If you are unfamiliar with anonymous functions and closures in JavaScript this is about to get slightly hairy. Understanding those concepts will make writing JavaScript much more interesting, and little blog posts like this more palatable. I suggest Crockford, but there are plenty of good on-line resources, too.

We need our cache function to take any function we throw at it and return a new function. The returned function must accomplish what our imperative lookup table code did: remember the arguments of previous invocations and cache their return values.

var cache = function( expensiveFn ) {
    var lookup = { };
    return function(key) {
        if(lookup[key] === undefined) {
            lookup[key] = expensiveFn(key);
        }
        return lookup[key];
    };
};

Let's walk through this.
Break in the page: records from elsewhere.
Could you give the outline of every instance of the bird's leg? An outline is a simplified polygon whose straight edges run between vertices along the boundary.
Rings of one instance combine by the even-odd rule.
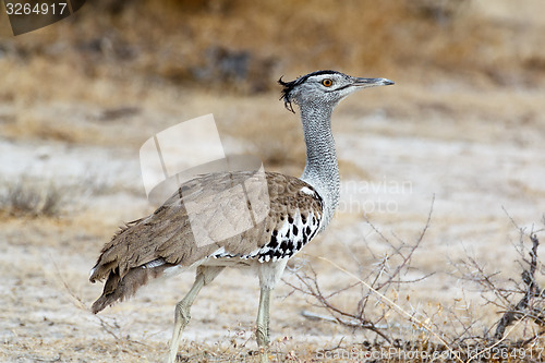
[[[203,288],[203,286],[211,282],[216,276],[221,273],[223,267],[217,266],[198,266],[197,274],[195,277],[195,282],[191,287],[191,290],[187,294],[175,304],[174,310],[174,330],[172,331],[172,340],[170,341],[170,353],[168,363],[174,363],[178,354],[178,348],[180,346],[180,338],[182,337],[182,331],[185,326],[190,323],[191,319],[191,305],[195,301],[198,292]]]
[[[262,287],[259,295],[259,310],[257,311],[257,347],[262,349],[259,361],[262,363],[268,362],[268,344],[270,342],[269,336],[269,305],[270,305],[270,291],[268,287]]]

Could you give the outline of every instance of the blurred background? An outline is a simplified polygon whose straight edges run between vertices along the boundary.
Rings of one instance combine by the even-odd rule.
[[[86,311],[100,292],[86,280],[99,249],[117,226],[153,210],[140,146],[214,113],[226,152],[299,174],[302,133],[276,81],[320,69],[396,82],[351,96],[334,116],[341,208],[302,255],[322,268],[325,287],[343,275],[316,256],[371,266],[386,246],[366,218],[411,240],[432,203],[428,244],[413,262],[416,276],[437,274],[407,292],[419,308],[471,299],[449,267],[468,253],[506,281],[517,277],[510,218],[537,230],[545,208],[544,13],[542,0],[96,0],[14,37],[2,9],[0,287],[10,293],[0,298],[0,358],[56,359],[63,347],[69,359],[156,361],[191,274],[101,319]],[[256,283],[241,286],[238,274],[197,300],[193,348],[251,335]],[[221,289],[238,294],[220,303]],[[353,337],[301,317],[307,304],[295,295],[275,302],[277,336],[313,347]],[[498,318],[473,314],[485,326]]]

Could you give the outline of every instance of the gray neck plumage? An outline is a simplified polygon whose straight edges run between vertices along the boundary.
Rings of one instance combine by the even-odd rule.
[[[324,229],[339,203],[340,179],[335,141],[331,133],[332,107],[305,105],[301,120],[306,144],[306,166],[301,179],[311,184],[324,199]]]

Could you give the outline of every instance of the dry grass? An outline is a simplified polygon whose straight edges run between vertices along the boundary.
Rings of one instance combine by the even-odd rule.
[[[388,246],[364,226],[363,213],[390,240],[414,241],[436,193],[432,228],[412,265],[422,274],[438,273],[387,297],[441,329],[444,320],[456,318],[474,319],[475,327],[497,322],[501,311],[482,310],[480,292],[462,291],[446,273],[449,261],[460,262],[469,252],[487,271],[518,277],[511,254],[518,237],[501,206],[522,223],[543,213],[544,3],[465,0],[452,9],[444,7],[453,2],[441,3],[98,1],[16,38],[0,15],[5,34],[0,146],[26,145],[29,156],[21,162],[32,164],[37,146],[64,145],[59,154],[74,155],[74,162],[88,154],[112,178],[70,181],[58,170],[59,181],[84,184],[86,197],[68,204],[65,190],[59,195],[47,182],[34,187],[17,178],[5,181],[0,288],[10,293],[0,299],[0,360],[162,359],[173,305],[191,275],[154,285],[100,318],[86,308],[100,290],[87,283],[100,246],[122,221],[150,210],[138,171],[120,176],[134,167],[138,147],[153,134],[210,112],[228,152],[250,152],[269,169],[298,174],[304,164],[299,120],[277,101],[275,82],[282,74],[293,78],[327,68],[397,82],[349,98],[336,111],[344,180],[409,180],[413,189],[387,195],[397,203],[396,213],[340,211],[329,233],[299,257],[313,264],[324,290],[332,292],[347,277],[316,256],[351,273],[362,271],[359,263],[372,269],[386,261],[380,256]],[[74,149],[81,153],[70,154]],[[3,155],[11,157],[9,147]],[[355,194],[356,204],[375,196]],[[294,282],[289,274],[286,278]],[[352,349],[367,354],[364,359],[380,351],[374,334],[303,318],[300,312],[310,301],[290,292],[280,286],[272,302],[277,361],[335,362]],[[349,291],[335,303],[350,308],[360,292]],[[194,306],[181,355],[253,361],[257,293],[255,281],[238,271],[218,277]],[[368,316],[379,316],[383,307],[370,306]],[[455,336],[459,327],[446,332]],[[444,349],[426,342],[429,337],[417,327],[403,329],[403,339],[421,351]],[[521,324],[513,334],[529,331],[530,325]]]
We have defined cache as a function that takes expensiveFn as a parameter. Within this function we setup the variable lookup to be our hash/cache table. Then we return a function that encapsulates the lookup table pattern used earlier. Do you see how the structure has been extracted and the state hidden within the closure?

In computer science this function is conventionally named memoize. It is often demonstrated using a recursive function like factorial. Factorial is a more beautiful application of memoization than basic key-value caching, but this is an anti-patterm you are more likely to find in real code.

An Exercise for the Reader

The most obvious shortcoming to cache, our implementation of memoize, is that it does not generalize to functions of more than one argument. If you have a few minutes, pop open your browser’s JavaScript console in Firebug or Webkit Inspector and try writing it. Hints: 1) The arguments keyword provides an array of all arguments a function is called with. 2) A function can be invoked with an array of arguments by using Function's apply method.

Refactor one-off caching via lookup tables with memoize

Plenty of libraries provide a generic memoize function, including underscore in JavaScript. The next time you catch yourself writing a naive in-memory cache lookup table around a function stop and consider memoizing it instead. Using memoize is faster to write and less bug-prone than a one-off cache, it separates intentional concerns from optimization concerns, and it keeps your code a little cleaner.